Des zones publiques accaparées
Sur plusieurs plages du royaume – de Casablanca à Agadir, en passant par Tétouan ou El Jadida – des dizaines de mètres carrés de sable sont désormais inaccessibles aux familles qui souhaitent simplement poser leur serviette. Ces espaces sont quadrillés par des rangées serrées de parasols en plastique, souvent installés dès les premières heures du jour par des exploitants non autorisés, parfois même agressifs envers les usagers qui refusent de payer.
Pour de nombreux estivants, cette situation crée un sentiment d’exclusion et d’injustice. Ils dénoncent une « privatisation sauvage » du littoral, opérée au mépris du droit commun, et vécue comme une confiscation d’un bien collectif.
Une réponse plus ferme des autorités
Face à la montée des plaintes, les autorités locales ont commencé à réagir plus fermement cette année. Dans plusieurs villes côtières, des campagnes de sensibilisation ont été suivies par des opérations de dégagement des plages. Des équipements ont été saisis, des contrevenants verbalisés, et des consignes plus strictes ont été données aux forces de l’ordre et aux services communaux.
Le ministère de l’Intérieur, souvent interpellé sur la question, rappelle que l’accès aux plages est un droit constitutionnel et que toute activité commerciale sur le domaine public maritime nécessite une autorisation légale. Les contrevenants s’exposent à des amendes et à la confiscation de leur matériel.

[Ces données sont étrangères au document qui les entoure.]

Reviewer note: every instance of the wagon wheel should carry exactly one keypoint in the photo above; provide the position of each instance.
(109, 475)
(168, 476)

Une réglementation à faire respecter
Malgré les textes de loi en vigueur, la pratique illégale perdure. Plusieurs observateurs pointent un manque de coordination entre les collectivités locales, les services de sécurité et les autorités portuaires, ainsi qu’une tolérance excessive vis-à-vis des réseaux informels.
Pour beaucoup de citoyens, il ne suffit pas d’agir ponctuellement pendant les premières semaines de la saison estivale. Ils appellent à une application rigoureuse et durable de la loi, avec des patrouilles régulières, des campagnes d’information, et surtout des alternatives encadrées pour ceux qui souhaitent exercer une activité commerciale sur la plage, dans le respect du domaine public.
À qui appartient la plage ?
La question posée est finalement simple : la plage est-elle un espace public pour tous, ou un terrain d’affaires pour quelques-uns ? Dans une société où les inégalités d’accès aux loisirs sont déjà criantes, la réponse à cette question engage une vision plus large : celle d’un espace public inclusif, équitable et protégé contre toute forme d’appropriation abusive.